“As a student of Chinese literature, I have a hard time writing what I want to write because I am afraid what I write will probably be deleted.” So said a student to Peter Hessler. He’s a New Yorker staff writer who served two stints teaching English in mainland Chinese colleges. He compares notes from the ‘90s and now, and reflects, in Other Rivers.
On his first visit in 1996, the students were threadbare, malnourished and had never met an American before. But they were already benefitting from Deng Xiaping’s economic reforms. Material conditions steadily improved by the time Hessler returned, but the mood was different. The sayings of Mao and Deng were quoted by students “as casually as if remembering a conversation from last week.” While professing admiration for their country’s current thought leader, Xi Jinping, affection seemed lacking. Xi is a bureaucrat wielding enormous power. Freedom of expression peaked in the early ‘00s and receded before Hessler returned, and the “frontier equality” of Deng’s economy had tamed.

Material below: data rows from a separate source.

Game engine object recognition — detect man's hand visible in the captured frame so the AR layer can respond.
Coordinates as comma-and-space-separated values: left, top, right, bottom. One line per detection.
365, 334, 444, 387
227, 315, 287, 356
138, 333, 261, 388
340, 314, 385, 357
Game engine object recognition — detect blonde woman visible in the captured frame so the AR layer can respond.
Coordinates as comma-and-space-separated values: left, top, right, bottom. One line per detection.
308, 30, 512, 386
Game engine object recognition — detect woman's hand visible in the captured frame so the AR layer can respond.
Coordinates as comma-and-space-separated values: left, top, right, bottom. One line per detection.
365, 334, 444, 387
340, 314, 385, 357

Hessler collects many stories from students he encountered. He was teaching in China in 2020 when the country shut down during Covid. To enter the campus, he passed through automatic turnstyles with infrared facial recognition scanners. Students were confined to their dorms. Rumors circulated that the virus was an American plot. Hessler found that unlike his naively hopeful students of the ‘90s, the “Generation of Xi” were “brutally honest about themselves, and they entertained few illusions about the Chinese system.” They live in a censored, authoritarian society where social mobility is driven by intense competition. “Most young Chinese I knew were too numbed and too distracted by the struggle for success to think hard about the big picture.”